Perception_object_if

Detection#

Detection component detects objects from sensor data.

Detection component is responsible for clarifying the following objects' property.

Property Definition Data Type Parent Data Type
type Class information uint8 autoware_perception_msgs::Semantic
confidence Class's confidence 0.0~1.0. float64 autoware_perception_msgs::Semantic
pose Position and orientation geometry_msgs::PoseWithCovariance autoware_perception_msgs::State
orientation_reliable Boolean for stable orientation or not bool autoware_perception_msgs::State
shape Shape in 3D bounding box, cylinder or polygon autoware_perception_msgs::Shape autoware_perception_msgs::DynamicObject

Tracking#

Tracking component deals with time-series processing.

Tracking component is responsible for clarifying the following objects' property.

Property Definition Data Type Parent Data Type
id Unique object id over frames uuid_msgs::UniqueID autoware_perception_msgs::DynamicObject
twist Velocity in ROS twist format. geometry_msgs::TwistWithCovariance autoware_perception_msgs::State
twist_reliable Boolean for stable twist or not. bool autoware_perception_msgs::State
acceleration Acceleration in ROS accel format. geometry_msgs::AccelWithCovariance autoware_perception_msgs::State
acceleration_reliable Boolean for stable acceleration or not. bool autoware_perception_msgs::State

Prediction#

Prediction component is responsible for clarifying the following objects' property.

Property Definition Data Type Parent Data Type
predicted_path Predicted future paths for an object. autoware_perception_msgs::PredictedPath[] autoware_perception_msgs::State

Necessary information is defined in autoware_perception_msg::DynamicObjectArray.msg with layered msg structure.

Perception_object_msg

Input#

LiDAR#

sensor_msgs::PointCloud2

LiDAR input is an essential input for recognizing objects.
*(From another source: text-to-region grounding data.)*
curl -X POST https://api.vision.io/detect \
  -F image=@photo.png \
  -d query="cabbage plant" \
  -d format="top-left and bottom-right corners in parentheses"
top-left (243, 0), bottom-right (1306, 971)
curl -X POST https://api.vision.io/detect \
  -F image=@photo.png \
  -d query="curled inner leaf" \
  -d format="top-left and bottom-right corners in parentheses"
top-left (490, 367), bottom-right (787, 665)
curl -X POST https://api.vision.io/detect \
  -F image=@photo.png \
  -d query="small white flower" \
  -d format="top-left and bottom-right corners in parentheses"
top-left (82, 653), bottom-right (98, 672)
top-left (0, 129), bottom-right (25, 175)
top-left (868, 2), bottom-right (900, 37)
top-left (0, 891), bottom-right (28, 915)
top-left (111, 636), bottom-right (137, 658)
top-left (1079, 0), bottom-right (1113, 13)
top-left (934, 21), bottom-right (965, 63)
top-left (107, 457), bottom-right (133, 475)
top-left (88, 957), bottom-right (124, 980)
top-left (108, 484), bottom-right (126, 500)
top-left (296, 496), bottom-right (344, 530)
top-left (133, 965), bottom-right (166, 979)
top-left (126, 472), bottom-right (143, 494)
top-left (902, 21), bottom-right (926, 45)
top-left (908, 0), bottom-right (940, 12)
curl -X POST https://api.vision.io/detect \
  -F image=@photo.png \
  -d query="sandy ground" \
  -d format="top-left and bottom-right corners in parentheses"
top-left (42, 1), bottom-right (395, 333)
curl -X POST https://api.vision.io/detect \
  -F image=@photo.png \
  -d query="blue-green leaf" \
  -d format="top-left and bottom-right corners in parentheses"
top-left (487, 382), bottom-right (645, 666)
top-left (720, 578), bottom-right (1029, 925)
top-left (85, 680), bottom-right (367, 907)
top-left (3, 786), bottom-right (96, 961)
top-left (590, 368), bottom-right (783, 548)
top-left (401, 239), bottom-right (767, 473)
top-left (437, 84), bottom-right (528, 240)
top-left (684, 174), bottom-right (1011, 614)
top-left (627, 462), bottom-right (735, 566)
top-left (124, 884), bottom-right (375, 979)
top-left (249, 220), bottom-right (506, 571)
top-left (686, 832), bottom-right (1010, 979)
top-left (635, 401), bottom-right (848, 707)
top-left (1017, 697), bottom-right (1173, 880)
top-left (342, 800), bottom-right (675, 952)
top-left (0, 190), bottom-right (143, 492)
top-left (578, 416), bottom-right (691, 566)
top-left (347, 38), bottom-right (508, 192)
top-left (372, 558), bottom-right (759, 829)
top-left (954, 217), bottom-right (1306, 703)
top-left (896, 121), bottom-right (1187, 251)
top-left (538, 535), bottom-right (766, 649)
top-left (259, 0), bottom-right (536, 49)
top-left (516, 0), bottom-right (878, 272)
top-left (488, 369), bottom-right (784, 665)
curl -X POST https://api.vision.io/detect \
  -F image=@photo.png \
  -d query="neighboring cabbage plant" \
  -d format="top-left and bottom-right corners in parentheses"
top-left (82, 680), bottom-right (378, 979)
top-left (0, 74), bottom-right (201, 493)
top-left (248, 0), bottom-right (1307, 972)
Its ability to describe the 3D world is utilized in detecting obstacles surrounding the vehicle.

Camera (optional)#

sensor_msgs::Image

Camera input is used to obtain details about obstacles. Fine resolution camera enables to detect objects at far distance with high accuracy.

Map#

autoware_lanelet2_msgs::MapBin

Assuming the obstacles which follow rules in a map, Perception stack can infer objects' property such as orientation or future movements by using map information.

Output#

autoware_perception_msgs::DynamicObjectArray

Recognized objects with predicted paths are used in situations like intersection, crosswalk and lane change. Planning stack uses objects' information for avoiding objects or following a vehicle ahead.

Traffic light recognition#

Make sense of traffic light's signal.

Definition#

Not only classifying its color but also understanding unique signals like arrow signals.

It needs to recognize traffic light signals in order to ensure safe autonomous driving.

Requirement#

Need to fill lamp_states in autoware_traffic_light_msg::TrafficLightState.msg

Perception_trafficlight_msg_msg

Property Definition Data Type Parent Data Type
lamp_states Sequence of traffic light result autoware_perception_msgs::LampState[] autoware_perception_msgs::TrafficLightState
id This id corresponds to the traffic light id defined in a map int32 autoware_perception_msgs::TrafficLightState

Input#

Camera#

sensor_msgs::Image

Mainly using camera data to make sense of traffic light's color.

Map#

autoware_lanelet2_msgs::MapBin

By using a map with traffic light's location, clarify which part of an image needs to be paid attention.

Drive Route (optional)#

autoware_planning_msgs::Route

With the route associated with the traffic light, improve the accuracy of traffic light recognition.

Output#

autoware_perception_msgs::TrafficLightStateArray

Planning stack receives data from this module. It changes the vehicle maneuver based on the result of traffic light recognition.